These bi- and multi-objective search algorithms work by maintaining many paths from the given start location to each location encountered during the search. This approach currently prevents them from solving realistically sized problems in real-time. This project both investigates techniques for speeding them up to realistic problem sizes and develops new benchmark instances for evaluating their performance.
It is part of an international collaboration that also includes the exchange of personnel and the development of educational material.
Bi-objective (and multi-objective) search algorithms allow the cost of every graph edge to be quantified by two (or more) real values. They essentially assume that one wants to find the set of all paths, called the Pareto frontier, such that each path in the set is better than all other paths from a given start vertex to a given goal vertex with respect to the sum of at least one cost component of its edges (or equally good with respect to all cost components).

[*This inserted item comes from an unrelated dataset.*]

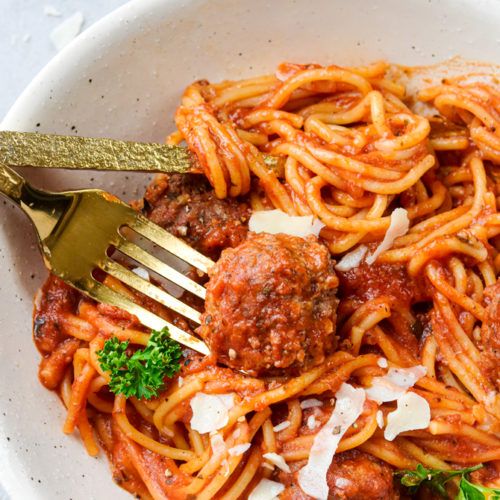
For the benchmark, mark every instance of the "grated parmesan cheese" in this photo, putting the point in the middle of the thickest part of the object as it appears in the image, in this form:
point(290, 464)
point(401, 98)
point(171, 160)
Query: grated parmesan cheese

The researchers of this project work on finding synergies between ideas from existing bi-objective search algorithms and recent algorithmic developments in the artificial intelligence search community to develop the next generation of optimal and approximately-optimal bi-objective search algorithms. They are also working on generalizing their bi-objective search algorithms to multi-objective search algorithms and applying them in the context of transportation and robotics.
This award reflects NSF's statutory mission and has been deemed worthy of support through evaluation using the Foundation's intellectual merit and broader impacts review criteria.